Reputation: 37366

Trim part of html text c# without trimming a html tag

I need to generate an excerpt for a piece of html text, I cant use just Substring method because I could be trimming a tag, is there a function that takes tags in to consideration so it skips until the tag ends?

Upvotes: 0

Answers (3)

Fulvio

Reputation: 1647

An example would help as stated by ckittel..If I did get your question right there is no such built-in functionality.

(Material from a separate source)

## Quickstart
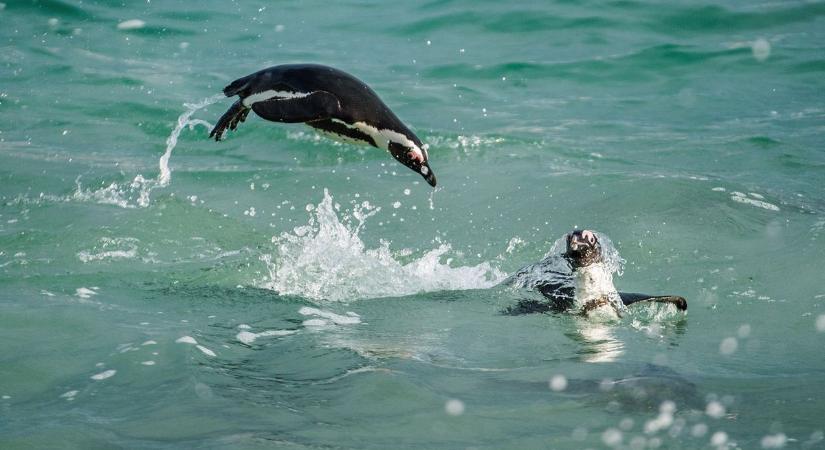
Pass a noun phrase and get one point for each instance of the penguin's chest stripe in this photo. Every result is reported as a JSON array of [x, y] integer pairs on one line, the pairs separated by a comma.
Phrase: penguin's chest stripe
[[270, 94], [340, 131], [383, 137]]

Depending on your needs, and the kind of HTML you are processing, you could do with a simple Regular Expression based method that strips the html tags from your text and decodes html entities:

public static string StripHTML(string HTMLText)
{
    string ret = HTMLText.Replace("<br>", "\n").Replace("<br />", "\n");
    Regex reg = new Regex("<[^>]+>", RegexOptions.IgnoreCase);
    return HttpUtility.HtmlDecode(reg.Replace(ret, ""));
}

If you test this code with something like the following code..

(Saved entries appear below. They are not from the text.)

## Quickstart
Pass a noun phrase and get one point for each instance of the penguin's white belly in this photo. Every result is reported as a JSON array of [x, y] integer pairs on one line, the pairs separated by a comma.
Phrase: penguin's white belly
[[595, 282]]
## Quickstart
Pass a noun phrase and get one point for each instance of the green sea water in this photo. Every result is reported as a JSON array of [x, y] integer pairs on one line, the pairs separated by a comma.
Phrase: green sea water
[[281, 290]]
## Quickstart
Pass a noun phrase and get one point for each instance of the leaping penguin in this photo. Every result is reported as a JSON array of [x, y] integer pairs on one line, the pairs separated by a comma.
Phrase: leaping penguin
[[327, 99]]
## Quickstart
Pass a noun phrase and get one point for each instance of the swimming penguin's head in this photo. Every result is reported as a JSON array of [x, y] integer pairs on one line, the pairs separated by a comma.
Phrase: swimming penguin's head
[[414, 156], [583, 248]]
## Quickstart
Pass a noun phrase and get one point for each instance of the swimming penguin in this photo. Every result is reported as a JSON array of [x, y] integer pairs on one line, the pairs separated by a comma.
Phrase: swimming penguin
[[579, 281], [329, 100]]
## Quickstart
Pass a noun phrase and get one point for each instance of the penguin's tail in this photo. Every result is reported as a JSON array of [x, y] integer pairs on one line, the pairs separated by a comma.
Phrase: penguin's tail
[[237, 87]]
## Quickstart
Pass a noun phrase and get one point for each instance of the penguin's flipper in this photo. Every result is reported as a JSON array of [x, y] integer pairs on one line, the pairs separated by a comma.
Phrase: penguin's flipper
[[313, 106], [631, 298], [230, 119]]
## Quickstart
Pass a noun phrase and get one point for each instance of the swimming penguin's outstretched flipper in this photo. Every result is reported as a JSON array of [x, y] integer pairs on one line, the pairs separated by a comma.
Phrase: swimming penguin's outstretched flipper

string longHtmlText = "<html>This is a &quot;<b>long &amp; bolded</b> <a href=\"http://en.wikipedia.org/wiki/HTML\">HTML</a> text</html>&quot;";
string excerpt = StripHTML(longHtmlText);
excerpt = excerpt.Substring(0, 30) + "(..)";

..the result would be..

This is a "long & bolded HTML (..)

..which should answer your question.

Just remember, as Albireo noticed, Regex is nothing like HTML parsing...but if you need quick HTML stripping and trimming (for simple HTML texts) without external components this code may be enough for you.

Upvotes: 0